The focus of the class was fourfold: Using  Robert Smithson’s concept of the non-site as an organizing principle or refractive lens, we looked at the geology of the Nevada City area, the history of the gold rush, and the survival of the Nisenan people through near-genocide. Given my interest in the ways that history gets written into places and bodies, and/or the ways in which bodies become carriers for histories and extensions of places, these foci were fascinating for me.

Were you familiar with the site prior to the class? If so, what aspects of the site did you choose to explore, and why? If not, what aspects did you find most compelling, and why? Did you draw any parallels with places where you’ve worked before?

I had never been to FOR-SITE before Brian and I visited as he was planning the class. I think the most compelling part of my time there was the talk/performance by Shelly Covert, musician and tribal secretary of the Nevada City Rancheria. We sat at the flat rock overlooking the Histum Yani (Sutter Buttes), and Shelly talked about how the mountains seem to move at will, zooming close in crisp detail, fading into diaphanous silhouettes in the distance, disappearing entirely. For the rest of my time on the land, I checked the view every time I passed that way, and the mountains never seemed to be in the same place twice.

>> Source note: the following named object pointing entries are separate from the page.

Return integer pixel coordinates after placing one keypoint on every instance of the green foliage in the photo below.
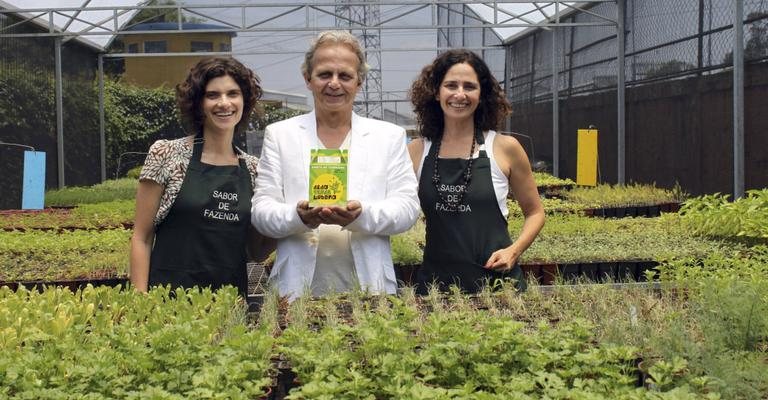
(544, 179)
(574, 238)
(623, 195)
(727, 309)
(26, 101)
(135, 117)
(109, 343)
(407, 247)
(716, 216)
(270, 113)
(394, 352)
(670, 67)
(107, 191)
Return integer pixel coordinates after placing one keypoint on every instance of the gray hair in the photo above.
(336, 38)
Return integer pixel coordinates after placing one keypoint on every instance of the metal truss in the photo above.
(368, 14)
(241, 19)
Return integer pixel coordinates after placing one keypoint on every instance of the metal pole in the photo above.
(555, 103)
(738, 101)
(59, 113)
(620, 82)
(102, 141)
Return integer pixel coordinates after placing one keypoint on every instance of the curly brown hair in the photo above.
(190, 92)
(491, 111)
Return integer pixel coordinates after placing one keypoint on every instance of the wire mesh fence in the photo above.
(664, 39)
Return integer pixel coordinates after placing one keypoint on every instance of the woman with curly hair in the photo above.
(465, 172)
(192, 225)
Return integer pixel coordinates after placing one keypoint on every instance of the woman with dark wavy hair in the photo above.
(192, 225)
(465, 172)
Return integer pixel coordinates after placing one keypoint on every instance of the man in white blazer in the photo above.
(326, 249)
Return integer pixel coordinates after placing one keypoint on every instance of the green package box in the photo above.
(328, 177)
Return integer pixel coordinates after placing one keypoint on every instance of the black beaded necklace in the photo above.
(454, 205)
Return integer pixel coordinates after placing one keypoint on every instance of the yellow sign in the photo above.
(586, 157)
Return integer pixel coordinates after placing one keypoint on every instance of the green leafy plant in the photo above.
(717, 216)
(623, 195)
(39, 256)
(110, 190)
(113, 214)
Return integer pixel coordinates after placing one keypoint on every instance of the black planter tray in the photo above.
(651, 210)
(594, 271)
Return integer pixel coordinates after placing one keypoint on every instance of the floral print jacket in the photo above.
(167, 163)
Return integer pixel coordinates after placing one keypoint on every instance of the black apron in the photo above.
(201, 242)
(459, 240)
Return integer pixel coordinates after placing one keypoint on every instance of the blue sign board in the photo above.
(33, 186)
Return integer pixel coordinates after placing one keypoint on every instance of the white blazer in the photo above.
(380, 175)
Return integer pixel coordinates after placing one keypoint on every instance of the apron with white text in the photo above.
(202, 240)
(460, 239)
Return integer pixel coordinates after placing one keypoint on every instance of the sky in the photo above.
(276, 56)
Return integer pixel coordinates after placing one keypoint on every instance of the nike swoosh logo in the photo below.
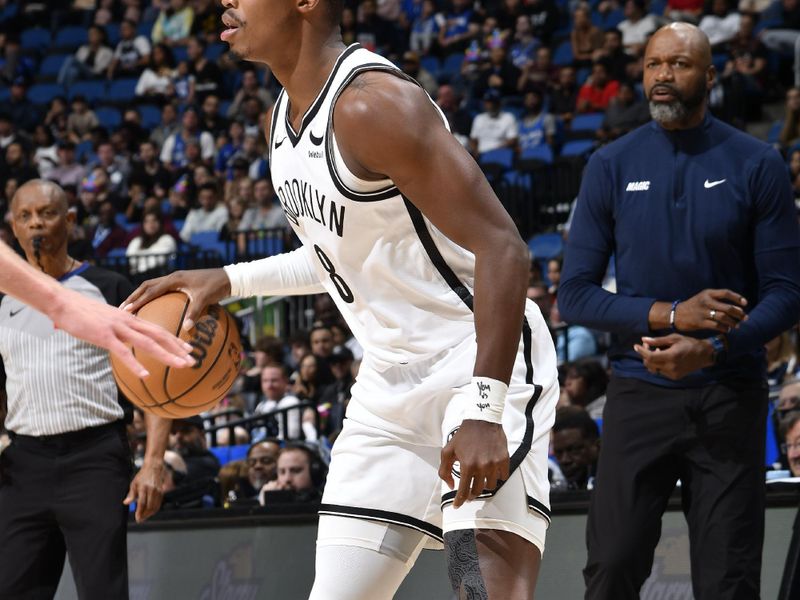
(709, 184)
(314, 139)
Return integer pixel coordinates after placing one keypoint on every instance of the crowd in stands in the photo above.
(156, 133)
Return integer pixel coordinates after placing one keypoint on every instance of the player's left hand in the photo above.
(146, 490)
(481, 450)
(674, 356)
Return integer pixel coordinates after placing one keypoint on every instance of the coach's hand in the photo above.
(146, 490)
(718, 310)
(202, 286)
(675, 356)
(481, 450)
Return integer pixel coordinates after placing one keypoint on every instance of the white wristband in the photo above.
(485, 400)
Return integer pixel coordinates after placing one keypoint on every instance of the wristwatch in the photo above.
(719, 346)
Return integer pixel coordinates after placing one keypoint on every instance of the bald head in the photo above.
(41, 189)
(683, 37)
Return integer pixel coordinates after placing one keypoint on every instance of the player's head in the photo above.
(678, 74)
(271, 32)
(262, 462)
(39, 211)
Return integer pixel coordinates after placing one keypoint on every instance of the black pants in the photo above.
(712, 439)
(63, 494)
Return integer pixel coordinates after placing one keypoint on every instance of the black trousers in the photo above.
(62, 494)
(712, 439)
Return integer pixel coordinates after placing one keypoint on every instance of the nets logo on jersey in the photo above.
(300, 199)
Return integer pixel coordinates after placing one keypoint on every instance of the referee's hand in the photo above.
(481, 450)
(146, 490)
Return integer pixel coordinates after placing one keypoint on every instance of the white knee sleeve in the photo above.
(362, 560)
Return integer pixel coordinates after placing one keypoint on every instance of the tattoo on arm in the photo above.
(462, 565)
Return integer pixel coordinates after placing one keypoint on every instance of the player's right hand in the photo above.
(201, 286)
(717, 310)
(481, 450)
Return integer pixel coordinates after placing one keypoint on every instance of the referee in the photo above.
(700, 219)
(66, 476)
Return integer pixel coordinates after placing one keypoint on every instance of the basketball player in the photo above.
(100, 324)
(400, 227)
(66, 474)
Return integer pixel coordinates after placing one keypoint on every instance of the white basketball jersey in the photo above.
(404, 288)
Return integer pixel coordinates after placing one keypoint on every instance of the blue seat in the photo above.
(587, 122)
(542, 152)
(563, 54)
(546, 246)
(71, 37)
(577, 148)
(109, 117)
(91, 90)
(151, 115)
(121, 91)
(37, 38)
(42, 93)
(51, 65)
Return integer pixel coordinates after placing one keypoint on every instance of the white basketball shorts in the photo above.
(385, 462)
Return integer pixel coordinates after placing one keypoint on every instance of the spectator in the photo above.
(412, 68)
(147, 250)
(596, 94)
(460, 27)
(721, 24)
(174, 150)
(539, 74)
(207, 76)
(585, 37)
(493, 128)
(188, 439)
(167, 126)
(585, 384)
(250, 88)
(790, 433)
(267, 212)
(155, 82)
(174, 24)
(91, 61)
(636, 27)
(300, 471)
(107, 234)
(790, 132)
(81, 118)
(625, 113)
(209, 216)
(68, 171)
(132, 53)
(576, 446)
(537, 126)
(275, 387)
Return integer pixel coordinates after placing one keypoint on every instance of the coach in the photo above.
(700, 220)
(65, 476)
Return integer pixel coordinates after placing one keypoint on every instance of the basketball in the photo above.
(175, 393)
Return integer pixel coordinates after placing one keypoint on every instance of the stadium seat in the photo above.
(151, 115)
(563, 54)
(70, 38)
(91, 90)
(51, 65)
(121, 91)
(109, 117)
(42, 93)
(546, 246)
(577, 148)
(36, 39)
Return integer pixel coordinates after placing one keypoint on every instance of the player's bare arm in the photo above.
(438, 176)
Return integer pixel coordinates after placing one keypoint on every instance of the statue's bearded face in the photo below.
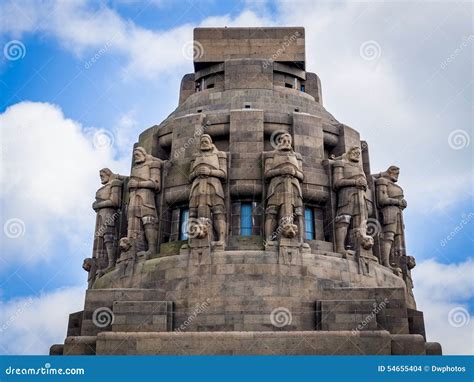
(138, 156)
(354, 155)
(104, 177)
(284, 142)
(205, 144)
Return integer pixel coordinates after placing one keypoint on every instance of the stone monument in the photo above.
(250, 224)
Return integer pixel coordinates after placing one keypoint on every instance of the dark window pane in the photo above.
(246, 219)
(183, 223)
(309, 223)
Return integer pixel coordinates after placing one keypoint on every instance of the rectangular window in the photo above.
(183, 224)
(309, 223)
(246, 219)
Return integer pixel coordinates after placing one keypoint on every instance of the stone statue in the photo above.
(284, 203)
(144, 183)
(391, 203)
(350, 183)
(206, 201)
(108, 200)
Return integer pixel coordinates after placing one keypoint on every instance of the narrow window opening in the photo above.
(246, 219)
(309, 224)
(183, 223)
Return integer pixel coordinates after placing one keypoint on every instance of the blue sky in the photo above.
(412, 102)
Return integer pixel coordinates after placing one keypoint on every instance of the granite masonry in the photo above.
(251, 222)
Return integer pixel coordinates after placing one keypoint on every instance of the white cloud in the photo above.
(30, 325)
(402, 103)
(441, 290)
(88, 30)
(48, 180)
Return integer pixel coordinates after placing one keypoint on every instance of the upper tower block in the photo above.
(286, 45)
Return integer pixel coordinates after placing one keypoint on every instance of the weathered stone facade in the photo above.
(251, 223)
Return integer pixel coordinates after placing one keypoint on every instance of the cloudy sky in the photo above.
(80, 80)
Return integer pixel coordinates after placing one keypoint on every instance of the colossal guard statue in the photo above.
(350, 184)
(391, 203)
(108, 200)
(144, 183)
(206, 201)
(284, 201)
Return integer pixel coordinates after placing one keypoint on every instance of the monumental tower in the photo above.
(251, 222)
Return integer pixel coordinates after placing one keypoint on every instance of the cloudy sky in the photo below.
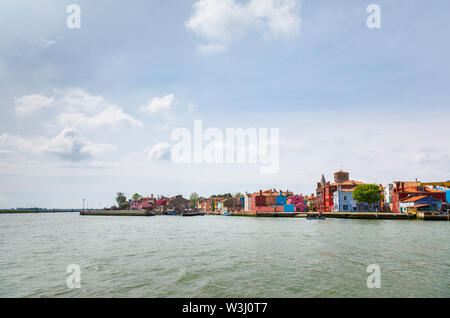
(88, 112)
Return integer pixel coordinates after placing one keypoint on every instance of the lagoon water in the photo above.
(218, 256)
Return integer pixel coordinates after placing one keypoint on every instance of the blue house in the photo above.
(281, 199)
(343, 202)
(420, 203)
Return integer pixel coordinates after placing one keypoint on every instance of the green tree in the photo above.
(120, 198)
(194, 198)
(367, 193)
(136, 197)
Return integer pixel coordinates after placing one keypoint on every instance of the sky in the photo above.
(88, 112)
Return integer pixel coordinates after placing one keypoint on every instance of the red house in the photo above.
(407, 189)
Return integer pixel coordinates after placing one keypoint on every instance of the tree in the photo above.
(194, 198)
(120, 198)
(125, 206)
(367, 193)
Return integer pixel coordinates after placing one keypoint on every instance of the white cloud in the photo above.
(211, 48)
(219, 22)
(111, 117)
(30, 104)
(159, 104)
(69, 144)
(80, 109)
(160, 151)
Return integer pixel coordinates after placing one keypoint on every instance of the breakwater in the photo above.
(117, 213)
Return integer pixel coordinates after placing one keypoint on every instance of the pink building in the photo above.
(298, 201)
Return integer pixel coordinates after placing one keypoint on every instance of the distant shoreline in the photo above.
(6, 211)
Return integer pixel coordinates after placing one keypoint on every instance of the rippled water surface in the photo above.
(217, 256)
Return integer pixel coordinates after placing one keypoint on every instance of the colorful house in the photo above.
(325, 190)
(298, 202)
(269, 201)
(343, 202)
(407, 189)
(420, 204)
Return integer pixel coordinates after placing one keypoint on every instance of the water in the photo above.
(217, 256)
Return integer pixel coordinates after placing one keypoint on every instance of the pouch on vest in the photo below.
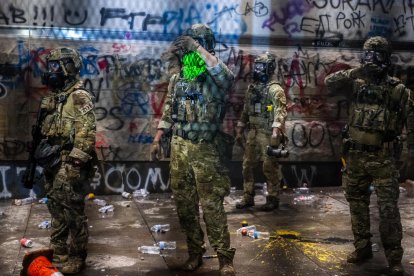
(46, 155)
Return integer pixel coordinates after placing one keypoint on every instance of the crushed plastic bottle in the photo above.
(43, 200)
(106, 209)
(45, 224)
(89, 196)
(160, 228)
(24, 201)
(140, 193)
(245, 229)
(166, 245)
(100, 202)
(258, 234)
(147, 249)
(126, 195)
(264, 189)
(303, 199)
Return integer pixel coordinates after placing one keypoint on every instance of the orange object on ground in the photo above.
(39, 263)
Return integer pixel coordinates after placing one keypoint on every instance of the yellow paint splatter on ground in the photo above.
(320, 253)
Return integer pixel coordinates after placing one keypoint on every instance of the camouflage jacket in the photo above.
(70, 121)
(213, 90)
(264, 106)
(393, 106)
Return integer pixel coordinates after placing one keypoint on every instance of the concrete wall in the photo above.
(121, 43)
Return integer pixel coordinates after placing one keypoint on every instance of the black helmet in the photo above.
(377, 50)
(204, 35)
(62, 64)
(264, 67)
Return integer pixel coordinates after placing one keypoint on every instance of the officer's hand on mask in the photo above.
(155, 151)
(407, 169)
(276, 138)
(186, 44)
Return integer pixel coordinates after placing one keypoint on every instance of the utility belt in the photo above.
(362, 147)
(196, 136)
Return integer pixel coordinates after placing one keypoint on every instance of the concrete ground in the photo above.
(308, 237)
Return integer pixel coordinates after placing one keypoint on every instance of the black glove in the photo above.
(155, 151)
(407, 169)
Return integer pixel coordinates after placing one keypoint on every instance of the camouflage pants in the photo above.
(197, 175)
(378, 169)
(65, 190)
(254, 153)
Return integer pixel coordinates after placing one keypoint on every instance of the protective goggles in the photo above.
(53, 66)
(374, 56)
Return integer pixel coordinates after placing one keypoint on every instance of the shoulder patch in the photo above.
(86, 108)
(83, 100)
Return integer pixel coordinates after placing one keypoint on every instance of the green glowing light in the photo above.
(193, 65)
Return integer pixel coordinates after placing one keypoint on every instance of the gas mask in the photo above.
(375, 57)
(54, 78)
(261, 72)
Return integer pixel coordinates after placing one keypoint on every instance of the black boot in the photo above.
(226, 266)
(396, 269)
(360, 255)
(247, 201)
(272, 203)
(194, 261)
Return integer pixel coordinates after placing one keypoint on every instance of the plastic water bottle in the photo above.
(258, 234)
(245, 229)
(264, 189)
(160, 228)
(100, 202)
(45, 224)
(43, 200)
(126, 195)
(106, 209)
(140, 193)
(171, 245)
(24, 201)
(147, 249)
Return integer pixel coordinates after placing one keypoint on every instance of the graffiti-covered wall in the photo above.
(121, 42)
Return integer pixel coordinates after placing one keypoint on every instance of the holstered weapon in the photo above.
(277, 148)
(29, 174)
(165, 143)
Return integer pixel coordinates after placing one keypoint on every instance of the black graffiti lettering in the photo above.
(114, 112)
(173, 16)
(100, 113)
(400, 25)
(119, 13)
(349, 3)
(299, 136)
(4, 17)
(304, 24)
(151, 20)
(384, 10)
(70, 16)
(317, 3)
(362, 3)
(17, 15)
(337, 6)
(316, 141)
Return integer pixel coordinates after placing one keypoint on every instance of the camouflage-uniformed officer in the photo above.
(194, 109)
(381, 106)
(264, 115)
(66, 154)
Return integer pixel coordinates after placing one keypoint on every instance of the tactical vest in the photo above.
(58, 124)
(260, 106)
(378, 111)
(197, 109)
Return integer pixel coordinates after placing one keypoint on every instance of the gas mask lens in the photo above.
(53, 67)
(374, 57)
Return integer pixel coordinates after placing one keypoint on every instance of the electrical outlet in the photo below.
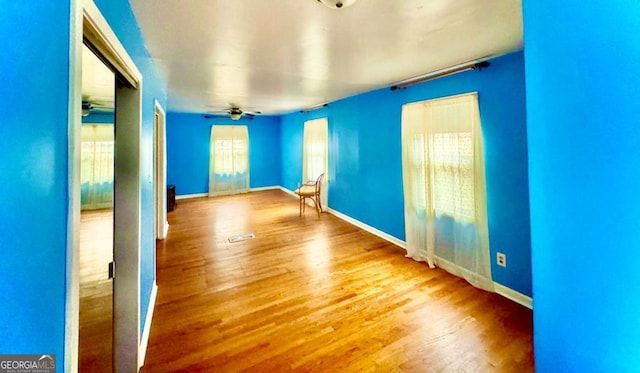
(501, 259)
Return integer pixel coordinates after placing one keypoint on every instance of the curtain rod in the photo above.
(474, 65)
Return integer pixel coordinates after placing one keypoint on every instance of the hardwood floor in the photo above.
(316, 294)
(96, 291)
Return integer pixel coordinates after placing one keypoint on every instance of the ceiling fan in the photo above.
(234, 112)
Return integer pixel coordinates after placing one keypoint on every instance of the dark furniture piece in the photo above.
(171, 197)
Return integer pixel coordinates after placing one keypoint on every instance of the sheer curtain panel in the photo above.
(96, 166)
(229, 160)
(444, 187)
(315, 157)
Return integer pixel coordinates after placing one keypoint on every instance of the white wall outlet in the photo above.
(501, 259)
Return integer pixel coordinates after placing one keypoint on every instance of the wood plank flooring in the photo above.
(316, 294)
(96, 291)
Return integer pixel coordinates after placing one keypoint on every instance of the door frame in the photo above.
(160, 171)
(87, 22)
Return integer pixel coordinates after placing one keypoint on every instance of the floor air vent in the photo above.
(243, 237)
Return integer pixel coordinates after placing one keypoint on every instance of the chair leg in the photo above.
(319, 202)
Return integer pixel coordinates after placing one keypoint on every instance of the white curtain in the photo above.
(444, 187)
(96, 166)
(315, 157)
(229, 160)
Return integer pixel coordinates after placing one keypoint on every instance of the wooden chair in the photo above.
(311, 190)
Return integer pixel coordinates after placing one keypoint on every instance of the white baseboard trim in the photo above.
(144, 340)
(195, 195)
(499, 289)
(368, 228)
(264, 188)
(514, 295)
(290, 192)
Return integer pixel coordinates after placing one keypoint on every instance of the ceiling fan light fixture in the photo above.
(337, 4)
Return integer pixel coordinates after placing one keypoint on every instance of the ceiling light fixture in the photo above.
(337, 4)
(311, 108)
(473, 65)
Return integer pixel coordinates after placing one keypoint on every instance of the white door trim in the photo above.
(72, 300)
(160, 171)
(97, 30)
(87, 22)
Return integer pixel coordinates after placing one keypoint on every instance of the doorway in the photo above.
(89, 26)
(97, 151)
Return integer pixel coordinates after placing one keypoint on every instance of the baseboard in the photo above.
(513, 295)
(368, 228)
(264, 188)
(144, 340)
(290, 192)
(499, 289)
(195, 195)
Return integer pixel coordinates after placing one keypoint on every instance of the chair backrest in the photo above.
(319, 183)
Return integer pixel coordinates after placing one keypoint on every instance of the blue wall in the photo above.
(365, 155)
(584, 140)
(33, 240)
(120, 17)
(188, 137)
(34, 71)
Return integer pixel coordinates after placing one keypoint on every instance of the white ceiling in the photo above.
(284, 55)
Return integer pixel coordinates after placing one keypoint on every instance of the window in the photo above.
(444, 187)
(96, 166)
(316, 153)
(229, 160)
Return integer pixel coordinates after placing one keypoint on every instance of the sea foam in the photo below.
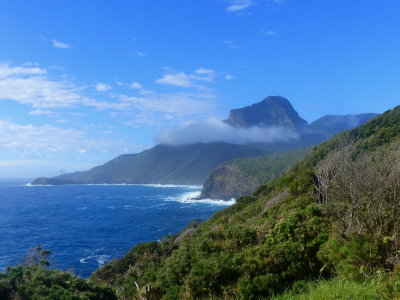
(193, 198)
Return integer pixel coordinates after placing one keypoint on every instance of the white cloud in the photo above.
(232, 45)
(102, 87)
(184, 80)
(39, 112)
(136, 85)
(237, 5)
(178, 79)
(176, 104)
(28, 141)
(61, 45)
(213, 130)
(33, 86)
(7, 71)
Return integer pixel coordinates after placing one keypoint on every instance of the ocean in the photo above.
(85, 226)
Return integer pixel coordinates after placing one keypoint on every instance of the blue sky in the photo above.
(84, 81)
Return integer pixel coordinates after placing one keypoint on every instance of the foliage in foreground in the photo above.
(35, 282)
(335, 213)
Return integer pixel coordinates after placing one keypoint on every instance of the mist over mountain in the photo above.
(187, 154)
(214, 130)
(332, 124)
(185, 164)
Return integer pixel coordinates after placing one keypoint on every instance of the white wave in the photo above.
(151, 185)
(100, 259)
(172, 185)
(193, 198)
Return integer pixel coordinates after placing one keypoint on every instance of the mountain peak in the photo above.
(272, 111)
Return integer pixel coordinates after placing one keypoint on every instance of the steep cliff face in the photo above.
(272, 111)
(185, 164)
(335, 213)
(241, 177)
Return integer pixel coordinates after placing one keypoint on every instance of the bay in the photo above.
(85, 226)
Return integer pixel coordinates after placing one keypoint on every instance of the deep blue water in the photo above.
(85, 226)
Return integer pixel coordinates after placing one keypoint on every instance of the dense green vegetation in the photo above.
(327, 229)
(183, 164)
(242, 176)
(33, 280)
(335, 214)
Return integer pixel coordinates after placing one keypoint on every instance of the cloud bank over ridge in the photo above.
(214, 130)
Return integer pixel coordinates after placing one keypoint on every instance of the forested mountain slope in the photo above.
(183, 164)
(336, 213)
(242, 176)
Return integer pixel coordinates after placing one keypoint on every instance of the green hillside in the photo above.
(182, 164)
(242, 176)
(335, 214)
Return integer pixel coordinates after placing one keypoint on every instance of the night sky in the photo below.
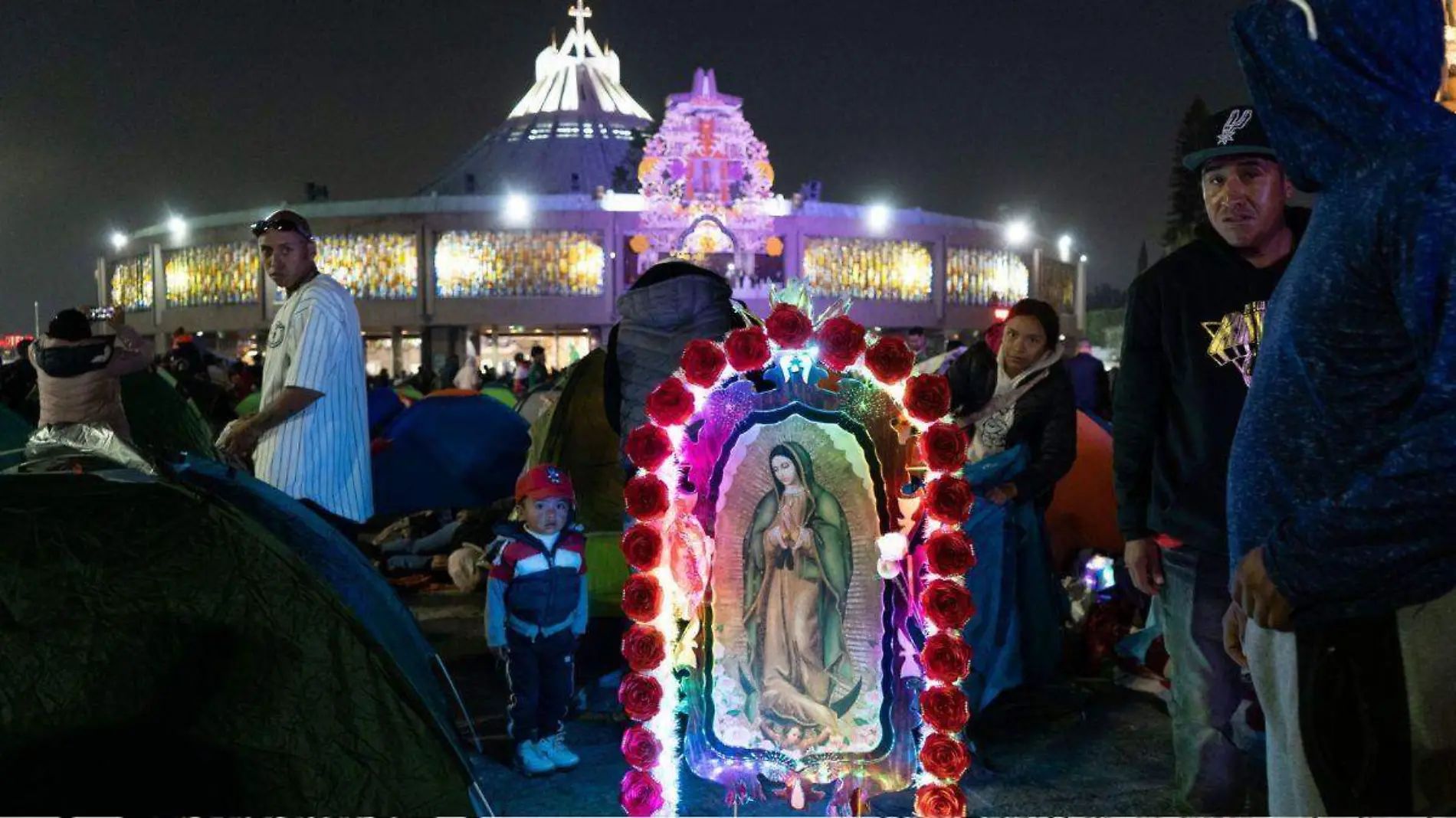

Since the diSuvero example above is a little odd—I don’t usually write by commission—here are two other poems inflected by place: again the San Francisco Bay and its shipping, plus a site in the San Pablo Bay marshes, plus my old street in Brooklyn where the warehouse owned by elderly Hasidic dry goods merchants was being demolished to make way for “loft-like” condos. I’ll leave it to any reader to decide how this parallels or doesn’t what I saw of the Histum Yani.

What is one impression that you took away from this experience?

Smithson is fascinated by deep time and the compression of geochemical layers into crystals—intensely weighty, physical processes. But the concept of the non-site insists that we can never capture or fully know a place through representation, through thought. The site always escapes. From the heat and dust of the walk through the Yuba goldfields that our class took with Hank Meals, to the Nisenan artifacts and stories presented to us by Chairman Richard Johnson, to the rocks and minerals passed around during David Lawler’s lecture, to the changing views of the sacred mountains that Shelly Covert pointed out, I felt the visceral, immediate impact of the land around FOR-SITE. But it was as if each of these elements fused into all the others, forming a faceted complex that I can’t lift or see through or measure or adequately summarize.